The Death By Audio documentary Goodnight Brooklyn got a lot of attention when it premiered in 2016—partly because the film’s stars and creator had some choice words for Vice, the media giant that infamously took over the DIY space’s home on Kent Avenue. But it wasn’t actually the first documentary about DBA. Back in November of 2007, John and Takako Tymkiw chronicled a year in the life of the two-and-a-half-year-old loft space and effects-pedal workshop as it started hosting shows. The result, You Were Here, will be screened at Lot 45 on Aug. 29 at 10pm, in what’s said to be the doc’s first public showing.
Back when the film was shot, Takako was making videos for bands like A Place to Bury Strangers, whose frontman, Oliver Ackermann, founded the Death By Audio effects pedal brand. Ackermann and his housemates/colleagues—including Matt Conboy, who went on to make Goodnight Brooklyn— were “super chill” about being filmed, John told us. “So we set out to make a movie that felt like Death by Audio: noisy, dirty, messy, and beautiful in its own way,” he said.
The film, inspired by Sympathy for the Devil and Last Days, isn’t as chock full of live performances as Goodnight Brooklyn, which documented the venue’s final shows in 2014. But there’s plenty of rehearsal and show footage from some of the earlier bands that played the space (in many cases, their members also lived there): The Death Set, Sisters, Neckbeard Telecaster, Jeff the Brotherhood, Muggabears, and A Place to Bury Strangers. When one of these shows gets shut down by the cops, Conboy’s bandmate and fellow venue operator Jason Amos refuses to out anyone and insists it was just a house party.
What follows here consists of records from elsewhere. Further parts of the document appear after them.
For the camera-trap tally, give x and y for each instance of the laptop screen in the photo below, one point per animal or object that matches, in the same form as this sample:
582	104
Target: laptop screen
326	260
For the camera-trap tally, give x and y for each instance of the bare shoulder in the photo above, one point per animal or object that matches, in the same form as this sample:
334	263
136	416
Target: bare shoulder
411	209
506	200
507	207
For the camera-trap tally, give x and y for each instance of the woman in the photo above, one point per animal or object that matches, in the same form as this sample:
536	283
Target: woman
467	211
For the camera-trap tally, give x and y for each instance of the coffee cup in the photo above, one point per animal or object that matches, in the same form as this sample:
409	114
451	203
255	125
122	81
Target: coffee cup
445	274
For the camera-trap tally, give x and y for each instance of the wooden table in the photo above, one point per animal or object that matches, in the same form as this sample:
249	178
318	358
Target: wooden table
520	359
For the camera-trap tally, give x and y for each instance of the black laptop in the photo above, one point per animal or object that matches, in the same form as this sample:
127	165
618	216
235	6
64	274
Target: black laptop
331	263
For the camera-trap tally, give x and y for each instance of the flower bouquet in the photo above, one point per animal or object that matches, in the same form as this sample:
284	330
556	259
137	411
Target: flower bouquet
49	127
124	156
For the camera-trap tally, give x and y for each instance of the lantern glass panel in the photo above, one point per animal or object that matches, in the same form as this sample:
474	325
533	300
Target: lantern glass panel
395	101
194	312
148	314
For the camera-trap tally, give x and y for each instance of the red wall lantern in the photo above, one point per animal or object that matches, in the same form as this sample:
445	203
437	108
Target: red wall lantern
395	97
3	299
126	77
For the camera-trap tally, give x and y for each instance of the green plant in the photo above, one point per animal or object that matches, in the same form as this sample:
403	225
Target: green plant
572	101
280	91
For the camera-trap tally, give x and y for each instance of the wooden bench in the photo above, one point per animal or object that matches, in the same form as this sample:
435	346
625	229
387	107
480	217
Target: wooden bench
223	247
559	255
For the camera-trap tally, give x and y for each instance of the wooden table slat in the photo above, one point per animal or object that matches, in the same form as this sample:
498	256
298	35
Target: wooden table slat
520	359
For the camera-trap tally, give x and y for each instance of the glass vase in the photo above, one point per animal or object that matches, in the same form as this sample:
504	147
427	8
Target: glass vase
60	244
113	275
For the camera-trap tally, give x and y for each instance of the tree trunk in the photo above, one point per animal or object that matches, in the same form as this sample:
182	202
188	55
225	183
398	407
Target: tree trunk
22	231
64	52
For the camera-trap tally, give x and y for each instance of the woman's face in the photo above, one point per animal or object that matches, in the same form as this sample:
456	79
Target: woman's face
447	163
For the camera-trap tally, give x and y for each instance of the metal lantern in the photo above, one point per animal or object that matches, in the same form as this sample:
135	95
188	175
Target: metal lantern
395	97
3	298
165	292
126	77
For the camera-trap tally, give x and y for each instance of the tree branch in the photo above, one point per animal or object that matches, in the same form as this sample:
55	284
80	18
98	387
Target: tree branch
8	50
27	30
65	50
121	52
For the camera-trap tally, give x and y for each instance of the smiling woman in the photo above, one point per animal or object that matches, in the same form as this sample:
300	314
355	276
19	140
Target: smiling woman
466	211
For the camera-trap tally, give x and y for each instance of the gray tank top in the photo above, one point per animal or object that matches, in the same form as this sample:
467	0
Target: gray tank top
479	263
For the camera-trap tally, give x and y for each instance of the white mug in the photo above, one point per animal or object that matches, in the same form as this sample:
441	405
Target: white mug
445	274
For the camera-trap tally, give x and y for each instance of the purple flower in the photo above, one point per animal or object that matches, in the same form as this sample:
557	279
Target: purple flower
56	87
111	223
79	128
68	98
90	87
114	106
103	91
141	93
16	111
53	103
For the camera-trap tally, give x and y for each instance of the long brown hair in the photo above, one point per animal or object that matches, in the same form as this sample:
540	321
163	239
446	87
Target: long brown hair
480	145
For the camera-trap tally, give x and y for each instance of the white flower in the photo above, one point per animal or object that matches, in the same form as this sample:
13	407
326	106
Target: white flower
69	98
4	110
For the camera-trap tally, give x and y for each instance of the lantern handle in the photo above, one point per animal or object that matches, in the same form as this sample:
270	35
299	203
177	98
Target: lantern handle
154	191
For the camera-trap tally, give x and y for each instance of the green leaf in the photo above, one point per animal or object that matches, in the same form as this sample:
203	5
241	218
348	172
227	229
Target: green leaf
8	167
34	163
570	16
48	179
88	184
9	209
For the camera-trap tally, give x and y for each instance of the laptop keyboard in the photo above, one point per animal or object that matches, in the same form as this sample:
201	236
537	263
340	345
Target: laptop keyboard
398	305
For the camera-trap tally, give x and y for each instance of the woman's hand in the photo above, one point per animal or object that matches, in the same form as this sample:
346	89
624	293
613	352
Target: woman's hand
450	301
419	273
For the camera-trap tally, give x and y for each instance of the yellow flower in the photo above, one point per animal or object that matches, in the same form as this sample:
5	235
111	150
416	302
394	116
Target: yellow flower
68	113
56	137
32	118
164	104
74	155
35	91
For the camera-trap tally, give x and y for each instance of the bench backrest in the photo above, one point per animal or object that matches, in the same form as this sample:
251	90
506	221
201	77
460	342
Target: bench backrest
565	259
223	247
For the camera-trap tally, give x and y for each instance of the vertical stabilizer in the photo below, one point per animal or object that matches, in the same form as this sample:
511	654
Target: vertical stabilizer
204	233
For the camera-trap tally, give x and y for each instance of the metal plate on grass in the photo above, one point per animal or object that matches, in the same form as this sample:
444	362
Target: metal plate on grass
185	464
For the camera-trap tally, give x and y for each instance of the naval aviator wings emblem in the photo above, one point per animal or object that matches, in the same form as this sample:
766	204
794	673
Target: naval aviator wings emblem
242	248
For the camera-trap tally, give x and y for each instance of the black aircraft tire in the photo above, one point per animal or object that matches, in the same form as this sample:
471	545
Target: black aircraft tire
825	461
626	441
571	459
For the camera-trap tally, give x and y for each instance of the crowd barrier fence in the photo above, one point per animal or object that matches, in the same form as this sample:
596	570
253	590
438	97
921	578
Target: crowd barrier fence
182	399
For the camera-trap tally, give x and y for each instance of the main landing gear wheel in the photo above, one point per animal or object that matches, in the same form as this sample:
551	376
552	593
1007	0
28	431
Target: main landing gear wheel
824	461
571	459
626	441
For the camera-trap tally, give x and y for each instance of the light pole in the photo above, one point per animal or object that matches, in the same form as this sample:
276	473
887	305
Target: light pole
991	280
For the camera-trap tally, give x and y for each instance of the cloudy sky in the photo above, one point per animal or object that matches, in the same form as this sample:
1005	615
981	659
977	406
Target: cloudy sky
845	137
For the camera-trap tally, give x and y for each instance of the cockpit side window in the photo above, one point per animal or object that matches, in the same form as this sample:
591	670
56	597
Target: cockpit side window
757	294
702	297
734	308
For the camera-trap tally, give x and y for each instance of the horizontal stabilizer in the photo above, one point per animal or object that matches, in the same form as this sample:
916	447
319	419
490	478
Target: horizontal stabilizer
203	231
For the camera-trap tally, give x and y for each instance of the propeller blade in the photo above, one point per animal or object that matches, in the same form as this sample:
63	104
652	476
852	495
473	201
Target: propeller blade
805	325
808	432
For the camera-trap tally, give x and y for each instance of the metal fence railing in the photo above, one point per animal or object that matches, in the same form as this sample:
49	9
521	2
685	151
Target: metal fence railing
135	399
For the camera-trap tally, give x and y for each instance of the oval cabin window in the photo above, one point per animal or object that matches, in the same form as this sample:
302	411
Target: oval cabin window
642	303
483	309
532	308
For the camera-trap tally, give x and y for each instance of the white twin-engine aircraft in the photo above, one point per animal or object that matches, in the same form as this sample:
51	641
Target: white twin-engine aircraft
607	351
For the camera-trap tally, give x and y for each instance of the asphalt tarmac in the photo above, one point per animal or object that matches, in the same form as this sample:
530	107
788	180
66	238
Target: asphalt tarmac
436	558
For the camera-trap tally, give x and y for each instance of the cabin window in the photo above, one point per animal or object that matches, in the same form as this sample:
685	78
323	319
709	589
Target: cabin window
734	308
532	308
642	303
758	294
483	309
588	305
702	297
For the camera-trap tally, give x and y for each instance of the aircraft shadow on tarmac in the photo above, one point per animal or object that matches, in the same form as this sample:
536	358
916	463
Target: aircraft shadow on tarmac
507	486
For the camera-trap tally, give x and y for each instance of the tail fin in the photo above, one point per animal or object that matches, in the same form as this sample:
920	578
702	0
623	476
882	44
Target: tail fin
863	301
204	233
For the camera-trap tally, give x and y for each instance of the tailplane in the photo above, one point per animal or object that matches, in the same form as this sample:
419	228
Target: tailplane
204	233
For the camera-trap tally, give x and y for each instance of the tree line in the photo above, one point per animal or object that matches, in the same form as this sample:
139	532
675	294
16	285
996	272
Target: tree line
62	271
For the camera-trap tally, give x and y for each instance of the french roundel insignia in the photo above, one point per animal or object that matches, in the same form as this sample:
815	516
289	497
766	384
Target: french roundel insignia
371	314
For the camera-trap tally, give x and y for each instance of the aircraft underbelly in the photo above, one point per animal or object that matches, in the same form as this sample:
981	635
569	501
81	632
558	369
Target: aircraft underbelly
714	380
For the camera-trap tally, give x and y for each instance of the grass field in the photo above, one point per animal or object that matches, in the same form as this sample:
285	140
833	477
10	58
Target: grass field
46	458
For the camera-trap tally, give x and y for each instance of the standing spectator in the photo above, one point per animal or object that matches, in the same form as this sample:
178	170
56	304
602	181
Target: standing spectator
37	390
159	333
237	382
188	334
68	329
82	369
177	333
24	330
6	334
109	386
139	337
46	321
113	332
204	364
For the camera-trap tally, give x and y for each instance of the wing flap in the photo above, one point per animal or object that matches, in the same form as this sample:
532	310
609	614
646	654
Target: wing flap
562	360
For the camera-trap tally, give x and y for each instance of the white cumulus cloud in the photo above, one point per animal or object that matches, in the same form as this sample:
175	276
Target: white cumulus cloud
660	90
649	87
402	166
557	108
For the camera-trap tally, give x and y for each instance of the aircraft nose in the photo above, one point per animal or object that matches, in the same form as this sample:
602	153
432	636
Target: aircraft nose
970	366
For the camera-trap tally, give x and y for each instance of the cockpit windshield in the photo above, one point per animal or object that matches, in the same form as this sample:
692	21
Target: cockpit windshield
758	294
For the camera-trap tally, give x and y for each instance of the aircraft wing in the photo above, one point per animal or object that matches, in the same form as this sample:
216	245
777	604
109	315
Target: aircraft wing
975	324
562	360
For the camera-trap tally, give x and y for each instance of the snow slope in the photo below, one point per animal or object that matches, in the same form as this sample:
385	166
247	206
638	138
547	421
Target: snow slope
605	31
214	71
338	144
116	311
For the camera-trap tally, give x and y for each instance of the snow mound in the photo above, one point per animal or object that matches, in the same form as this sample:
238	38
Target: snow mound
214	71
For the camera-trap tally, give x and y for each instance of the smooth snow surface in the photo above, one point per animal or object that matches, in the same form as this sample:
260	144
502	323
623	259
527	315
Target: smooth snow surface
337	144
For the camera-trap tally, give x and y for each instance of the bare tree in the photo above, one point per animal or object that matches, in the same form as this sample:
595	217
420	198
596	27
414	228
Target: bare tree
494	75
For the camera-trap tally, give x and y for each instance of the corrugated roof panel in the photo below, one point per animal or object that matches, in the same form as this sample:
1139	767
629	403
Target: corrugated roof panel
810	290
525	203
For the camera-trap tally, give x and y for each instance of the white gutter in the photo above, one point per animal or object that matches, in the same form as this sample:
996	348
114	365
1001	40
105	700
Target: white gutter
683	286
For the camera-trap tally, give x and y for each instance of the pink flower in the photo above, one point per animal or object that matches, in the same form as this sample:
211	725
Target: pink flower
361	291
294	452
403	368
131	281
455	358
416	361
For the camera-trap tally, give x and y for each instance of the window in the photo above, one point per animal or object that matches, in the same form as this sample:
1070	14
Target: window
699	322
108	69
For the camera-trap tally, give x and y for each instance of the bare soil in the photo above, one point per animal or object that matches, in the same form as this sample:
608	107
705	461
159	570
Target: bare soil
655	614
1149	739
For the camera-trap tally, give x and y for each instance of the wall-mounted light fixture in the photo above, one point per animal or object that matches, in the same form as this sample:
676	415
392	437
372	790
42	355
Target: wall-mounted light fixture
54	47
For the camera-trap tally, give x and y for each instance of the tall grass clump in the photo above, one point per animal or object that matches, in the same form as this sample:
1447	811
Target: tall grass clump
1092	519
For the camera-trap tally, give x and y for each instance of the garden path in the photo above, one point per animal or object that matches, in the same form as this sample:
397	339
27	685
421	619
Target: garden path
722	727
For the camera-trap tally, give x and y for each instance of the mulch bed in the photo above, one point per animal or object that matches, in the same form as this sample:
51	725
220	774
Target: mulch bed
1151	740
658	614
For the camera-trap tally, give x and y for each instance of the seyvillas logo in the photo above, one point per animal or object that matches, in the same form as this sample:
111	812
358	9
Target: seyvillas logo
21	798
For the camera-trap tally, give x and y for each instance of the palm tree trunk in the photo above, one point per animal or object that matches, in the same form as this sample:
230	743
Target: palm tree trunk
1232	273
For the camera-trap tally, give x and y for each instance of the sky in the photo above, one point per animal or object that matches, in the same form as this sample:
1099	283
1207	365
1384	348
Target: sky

He gets cuffed, but not arrested. “I think they didn’t want me puking in the paddy wagon,” he explains.
More valuable than the concert stuff is the fly-on-the-wall footage of Conboy, Ackermann, and their cohorts planning shows, building an effects pedal for Trent Reznor, silk-screening pedals, and just shooting the shit. A seemingly endless number of residents show off their living spaces, offering punk-house versions of MTV Cribs. George Wilson’s cubby-hole loft, for starters, is a tangle of wires, exposed pipes, notebook paper, guitars, and takeout containers. You get a feel for why his band is called Dirty On Purpose. At one point, Grendel, the house flying squirrel, makes a cameo.
John admits that, like Death By Audio itself, his film is “messy, meandering and even boring at times,” and one early viewer apparently complained that it felt like a home movie. To that, John says: “Yes, exactly. Another person lamented how dirty everything looked. Yes, exactly. And claustrophobic. And noisy.”
Ultimately, John said, he wants people to leave the (free!) Aug. 29 screening with the smell of smoke in their nostrils, ears ringing, a little drunk and disoriented, and wanting more.”